Get started: Silverbeet can be planted almost all year round across the whole country. You can sow it direct for most of the year too, but in the winter months start in damp seed-raising mix in seed trays or jiffy pots undercover (unless you live in the far north where you can sow this crop direct all year round).

STEP BY STEP

■ Sow each seed 2-3cm deep and about 5cm apart.

■ Thin to 40cm once plants have germinated in 10-14 days. You can eat the seedlings as salad greens.

■ Once the seedlings are up, give them a boost with liquid fertiliser diluted in tepid water.

■ Silverbeet is easy to grow from seed, but generally speaking, a punnet of six plants is more than enough silverbeet for an average-sized household. If you are planting seedlings, space plants 40cm apart and rows 60cm apart.

GROWING TIPS

Silverbeet grows best in a sunny spot with well-drained soil but can cope with a little shade. Prepare the soil with compost and sheep pellets before planting.

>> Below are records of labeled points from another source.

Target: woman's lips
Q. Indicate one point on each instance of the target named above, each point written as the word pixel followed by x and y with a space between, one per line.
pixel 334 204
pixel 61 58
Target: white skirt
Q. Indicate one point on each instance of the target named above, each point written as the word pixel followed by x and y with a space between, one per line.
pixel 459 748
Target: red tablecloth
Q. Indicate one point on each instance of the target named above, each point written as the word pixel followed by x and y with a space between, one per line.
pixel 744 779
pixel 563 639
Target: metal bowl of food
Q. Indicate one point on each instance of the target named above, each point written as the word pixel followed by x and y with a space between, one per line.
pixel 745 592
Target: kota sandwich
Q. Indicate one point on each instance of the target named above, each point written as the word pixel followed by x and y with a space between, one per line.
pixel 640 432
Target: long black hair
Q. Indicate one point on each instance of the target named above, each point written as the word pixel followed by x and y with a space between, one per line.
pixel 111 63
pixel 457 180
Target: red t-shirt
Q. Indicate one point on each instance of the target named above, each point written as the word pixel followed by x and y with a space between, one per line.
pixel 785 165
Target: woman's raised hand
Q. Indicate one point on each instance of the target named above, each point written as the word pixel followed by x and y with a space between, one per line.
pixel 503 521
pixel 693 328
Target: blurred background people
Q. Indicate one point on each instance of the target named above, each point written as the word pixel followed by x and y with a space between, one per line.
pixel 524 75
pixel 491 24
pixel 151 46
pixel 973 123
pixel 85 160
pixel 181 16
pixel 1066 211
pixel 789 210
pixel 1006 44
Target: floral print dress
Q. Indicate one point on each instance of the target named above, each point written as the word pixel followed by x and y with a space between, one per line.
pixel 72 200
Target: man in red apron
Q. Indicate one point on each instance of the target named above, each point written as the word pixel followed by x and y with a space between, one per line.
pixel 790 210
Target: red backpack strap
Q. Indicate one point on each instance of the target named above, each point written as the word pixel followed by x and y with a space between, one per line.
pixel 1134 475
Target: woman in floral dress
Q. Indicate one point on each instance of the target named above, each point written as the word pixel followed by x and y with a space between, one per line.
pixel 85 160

To harvest, twist and pull the individual outer stalks, leaving the emerging centres to grow. Don’t cut the stems when harvesting, as this leaves a stumpy bit of stem that rots back into the crown.

You can also sow silverbeet thickly in containers or buckets with drainage holes drilled in them and treat it as a baby salad green for the first six weeks or so, just snipping off leaves at the microgreen stage and adding it to salads. Silverbeet can cope well in the garden without extra watering but if growing it in pots, be sure to water it regularly.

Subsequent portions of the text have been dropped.